At one end of our bathtub is a demolition derby of plastic ducks, a dinosaur, and a mermaid Barbie in a formfitting pink-and-blue outfit, her bright-blond hair streaked with red and blue. The dinosaur is orange (what colors were dinosaurs?), with a tiger’s black stripes fanning out from its backbone. The ducks are bright yellow—naturally—but also hot pink, shiny black, and in one case (because there should be no limit to a child’s delight) a squeezable spectrum of green, purple, orange, yellow, and blue.

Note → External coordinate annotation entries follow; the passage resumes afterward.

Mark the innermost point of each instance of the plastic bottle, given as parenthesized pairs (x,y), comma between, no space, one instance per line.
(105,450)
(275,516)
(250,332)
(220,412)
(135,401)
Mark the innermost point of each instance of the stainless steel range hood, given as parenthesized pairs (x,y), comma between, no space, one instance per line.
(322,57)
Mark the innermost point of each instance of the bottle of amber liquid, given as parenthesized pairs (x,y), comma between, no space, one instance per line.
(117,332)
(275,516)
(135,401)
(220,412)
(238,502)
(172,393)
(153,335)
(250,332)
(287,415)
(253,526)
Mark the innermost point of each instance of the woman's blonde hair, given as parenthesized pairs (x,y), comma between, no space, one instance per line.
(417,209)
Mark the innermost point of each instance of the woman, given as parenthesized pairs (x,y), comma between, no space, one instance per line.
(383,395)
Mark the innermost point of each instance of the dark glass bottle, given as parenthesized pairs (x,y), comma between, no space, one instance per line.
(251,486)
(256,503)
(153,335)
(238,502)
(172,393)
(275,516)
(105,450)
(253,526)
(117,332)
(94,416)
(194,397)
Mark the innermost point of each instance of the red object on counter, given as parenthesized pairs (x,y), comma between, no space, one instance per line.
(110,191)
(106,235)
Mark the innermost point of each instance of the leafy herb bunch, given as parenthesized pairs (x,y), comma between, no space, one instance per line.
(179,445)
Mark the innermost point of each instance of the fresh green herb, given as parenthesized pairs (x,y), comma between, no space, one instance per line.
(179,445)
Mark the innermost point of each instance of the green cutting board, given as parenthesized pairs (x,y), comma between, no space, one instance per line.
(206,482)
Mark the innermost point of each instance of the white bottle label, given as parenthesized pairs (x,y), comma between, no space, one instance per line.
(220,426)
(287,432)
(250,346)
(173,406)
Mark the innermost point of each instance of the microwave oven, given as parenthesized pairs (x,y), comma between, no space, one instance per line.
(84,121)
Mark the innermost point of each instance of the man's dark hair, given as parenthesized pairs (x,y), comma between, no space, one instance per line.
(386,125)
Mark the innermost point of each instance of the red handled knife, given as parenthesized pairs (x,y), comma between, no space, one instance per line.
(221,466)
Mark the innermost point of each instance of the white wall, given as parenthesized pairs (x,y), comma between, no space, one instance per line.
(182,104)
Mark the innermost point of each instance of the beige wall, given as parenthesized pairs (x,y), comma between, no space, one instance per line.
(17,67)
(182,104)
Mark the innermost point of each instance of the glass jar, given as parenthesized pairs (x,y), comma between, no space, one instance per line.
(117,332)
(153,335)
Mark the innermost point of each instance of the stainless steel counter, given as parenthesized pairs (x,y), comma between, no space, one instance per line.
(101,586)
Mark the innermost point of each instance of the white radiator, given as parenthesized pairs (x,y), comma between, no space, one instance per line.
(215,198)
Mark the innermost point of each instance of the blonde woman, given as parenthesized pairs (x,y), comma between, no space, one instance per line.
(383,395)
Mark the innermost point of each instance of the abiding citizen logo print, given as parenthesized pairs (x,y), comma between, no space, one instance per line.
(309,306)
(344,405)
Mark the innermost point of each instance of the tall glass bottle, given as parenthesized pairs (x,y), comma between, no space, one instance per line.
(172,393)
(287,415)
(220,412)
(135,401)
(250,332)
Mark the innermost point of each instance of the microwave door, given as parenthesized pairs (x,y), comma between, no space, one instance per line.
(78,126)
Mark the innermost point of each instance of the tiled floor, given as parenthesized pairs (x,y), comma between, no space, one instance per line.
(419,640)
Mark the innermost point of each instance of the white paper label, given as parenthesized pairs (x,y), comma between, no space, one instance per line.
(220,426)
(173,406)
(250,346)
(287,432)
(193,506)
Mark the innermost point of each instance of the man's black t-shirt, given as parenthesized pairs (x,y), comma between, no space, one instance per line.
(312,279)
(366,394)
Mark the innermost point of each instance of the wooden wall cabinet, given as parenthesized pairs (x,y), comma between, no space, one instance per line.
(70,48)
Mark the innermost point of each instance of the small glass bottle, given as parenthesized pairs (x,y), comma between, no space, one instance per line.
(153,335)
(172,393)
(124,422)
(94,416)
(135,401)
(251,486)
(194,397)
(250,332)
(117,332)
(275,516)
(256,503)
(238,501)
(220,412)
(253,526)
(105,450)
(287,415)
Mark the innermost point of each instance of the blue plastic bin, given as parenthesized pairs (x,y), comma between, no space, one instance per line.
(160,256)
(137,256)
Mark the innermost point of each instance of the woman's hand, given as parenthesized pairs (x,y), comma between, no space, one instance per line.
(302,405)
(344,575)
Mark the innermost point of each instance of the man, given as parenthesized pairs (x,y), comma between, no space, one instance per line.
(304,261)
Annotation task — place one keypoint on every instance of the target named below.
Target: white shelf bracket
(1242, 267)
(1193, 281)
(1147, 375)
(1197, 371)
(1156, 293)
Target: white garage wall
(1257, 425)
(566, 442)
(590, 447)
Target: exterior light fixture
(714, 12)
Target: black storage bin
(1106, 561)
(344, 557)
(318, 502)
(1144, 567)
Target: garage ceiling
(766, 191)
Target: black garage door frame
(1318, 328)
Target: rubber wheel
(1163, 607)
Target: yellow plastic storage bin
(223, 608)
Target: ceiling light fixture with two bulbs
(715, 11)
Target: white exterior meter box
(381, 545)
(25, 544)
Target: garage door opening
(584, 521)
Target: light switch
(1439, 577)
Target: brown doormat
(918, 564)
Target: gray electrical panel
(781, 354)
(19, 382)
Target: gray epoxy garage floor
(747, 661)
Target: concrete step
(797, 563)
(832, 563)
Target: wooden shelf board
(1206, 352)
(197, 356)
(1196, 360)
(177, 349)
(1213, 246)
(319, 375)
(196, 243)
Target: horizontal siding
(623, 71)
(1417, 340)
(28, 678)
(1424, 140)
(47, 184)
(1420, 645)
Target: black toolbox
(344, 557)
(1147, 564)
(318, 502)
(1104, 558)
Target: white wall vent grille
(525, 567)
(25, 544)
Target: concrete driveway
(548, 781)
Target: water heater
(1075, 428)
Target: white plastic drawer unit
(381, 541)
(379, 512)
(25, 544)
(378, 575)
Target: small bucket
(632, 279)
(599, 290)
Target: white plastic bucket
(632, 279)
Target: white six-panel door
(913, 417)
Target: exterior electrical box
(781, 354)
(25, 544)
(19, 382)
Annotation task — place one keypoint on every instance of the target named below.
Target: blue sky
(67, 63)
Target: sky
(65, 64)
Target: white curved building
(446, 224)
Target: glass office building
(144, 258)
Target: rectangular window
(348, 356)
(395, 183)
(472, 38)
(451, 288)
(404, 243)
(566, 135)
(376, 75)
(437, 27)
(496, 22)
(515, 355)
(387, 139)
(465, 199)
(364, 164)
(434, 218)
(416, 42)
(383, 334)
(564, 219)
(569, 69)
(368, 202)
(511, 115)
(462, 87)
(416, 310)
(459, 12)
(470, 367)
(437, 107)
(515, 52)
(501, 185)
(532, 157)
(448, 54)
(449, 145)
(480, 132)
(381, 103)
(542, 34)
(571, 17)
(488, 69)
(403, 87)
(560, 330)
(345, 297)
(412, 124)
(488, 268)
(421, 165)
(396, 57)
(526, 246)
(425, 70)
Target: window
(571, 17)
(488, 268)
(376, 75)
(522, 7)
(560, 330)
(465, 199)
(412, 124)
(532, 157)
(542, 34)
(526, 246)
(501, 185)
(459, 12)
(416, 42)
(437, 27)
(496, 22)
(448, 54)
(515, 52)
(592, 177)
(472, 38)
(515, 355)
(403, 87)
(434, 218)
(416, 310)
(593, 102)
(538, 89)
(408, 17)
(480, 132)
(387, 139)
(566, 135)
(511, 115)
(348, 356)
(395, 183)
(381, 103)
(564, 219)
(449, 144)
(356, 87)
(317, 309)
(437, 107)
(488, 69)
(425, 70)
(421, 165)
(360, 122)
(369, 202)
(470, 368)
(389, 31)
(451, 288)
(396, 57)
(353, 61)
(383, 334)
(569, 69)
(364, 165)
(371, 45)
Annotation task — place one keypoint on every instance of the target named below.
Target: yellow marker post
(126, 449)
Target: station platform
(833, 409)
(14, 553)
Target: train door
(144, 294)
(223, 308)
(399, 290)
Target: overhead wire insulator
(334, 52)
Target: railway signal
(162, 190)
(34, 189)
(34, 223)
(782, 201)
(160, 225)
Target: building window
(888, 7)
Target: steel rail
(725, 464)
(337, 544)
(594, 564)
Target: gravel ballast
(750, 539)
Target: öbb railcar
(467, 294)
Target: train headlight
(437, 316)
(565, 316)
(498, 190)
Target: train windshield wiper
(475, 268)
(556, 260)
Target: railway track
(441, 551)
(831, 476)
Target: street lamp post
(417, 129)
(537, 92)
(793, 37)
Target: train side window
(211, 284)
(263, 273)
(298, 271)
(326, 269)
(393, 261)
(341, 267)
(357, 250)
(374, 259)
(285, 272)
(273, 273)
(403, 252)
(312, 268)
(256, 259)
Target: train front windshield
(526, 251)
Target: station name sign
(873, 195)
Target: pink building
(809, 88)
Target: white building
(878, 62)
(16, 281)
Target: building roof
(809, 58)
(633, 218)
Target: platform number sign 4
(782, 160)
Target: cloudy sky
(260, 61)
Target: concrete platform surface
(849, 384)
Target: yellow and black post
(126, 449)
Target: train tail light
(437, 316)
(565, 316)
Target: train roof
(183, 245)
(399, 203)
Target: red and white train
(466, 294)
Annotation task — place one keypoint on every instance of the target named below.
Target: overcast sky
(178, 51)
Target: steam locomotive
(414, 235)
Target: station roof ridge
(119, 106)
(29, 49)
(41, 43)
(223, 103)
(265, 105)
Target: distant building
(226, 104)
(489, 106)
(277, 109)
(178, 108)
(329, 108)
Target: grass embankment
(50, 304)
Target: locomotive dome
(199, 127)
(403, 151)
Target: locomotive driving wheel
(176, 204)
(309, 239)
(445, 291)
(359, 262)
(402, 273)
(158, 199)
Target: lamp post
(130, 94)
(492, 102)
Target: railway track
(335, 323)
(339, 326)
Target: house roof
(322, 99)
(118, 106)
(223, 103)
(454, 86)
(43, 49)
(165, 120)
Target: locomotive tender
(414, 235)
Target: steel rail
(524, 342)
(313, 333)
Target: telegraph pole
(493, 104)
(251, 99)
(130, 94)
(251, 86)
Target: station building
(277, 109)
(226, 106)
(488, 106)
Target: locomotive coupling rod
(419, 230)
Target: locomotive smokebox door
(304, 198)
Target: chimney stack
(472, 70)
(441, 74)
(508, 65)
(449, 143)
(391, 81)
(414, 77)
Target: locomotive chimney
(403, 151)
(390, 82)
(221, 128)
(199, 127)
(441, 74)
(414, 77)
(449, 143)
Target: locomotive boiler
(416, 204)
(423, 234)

We grown-ups, of course, have our own “beautifully, unapologetically plastic” toys, and they keep getting “more capable and certainly more colorful.” That hype came from Apple’s design guru, flacking the leap beyond shades of gray and chrome in 2013: the iPhone 5c in white, blue, yellow, pink, and green, with mix-and-match cases “designed to add fun,” not “just to add protection.” Who isn’t entranced by the vibrantly pleasing surfaces of things in an intoxicatingly colorful world—although who hasn’t also been taken aback by the weird unreality of it? “Food-coloring pink, dead yellow,” my wife sighed as she shopped for her new toy, settling on a dark-gray device with a white case.
As the American silk dealer Ward Cheney had already figured out back in the 19th century, “Color is one of the most influential factors in the saleability of products.” He had no idea what a neon surfeit of manufactured color—dyed, painted, digitized—lay ahead as the engine of consumerism amped up childish enchantment into churning desire for, as Apple puts it, “bright combinations,” the more, the better. By now, the electrical and chemical industries, and the expert “colorists” hired by countless companies, have applied their magic to far more than our fancy silks and shiny gadgets. Everyday staples—toothbrushes, running shoes, cars, homes, the entire urban environment—have become exponentially more colorful than Cheney could have imagined. In turn, most of us might be startled to learn that not so long ago, the world was far more somber than we can imagine.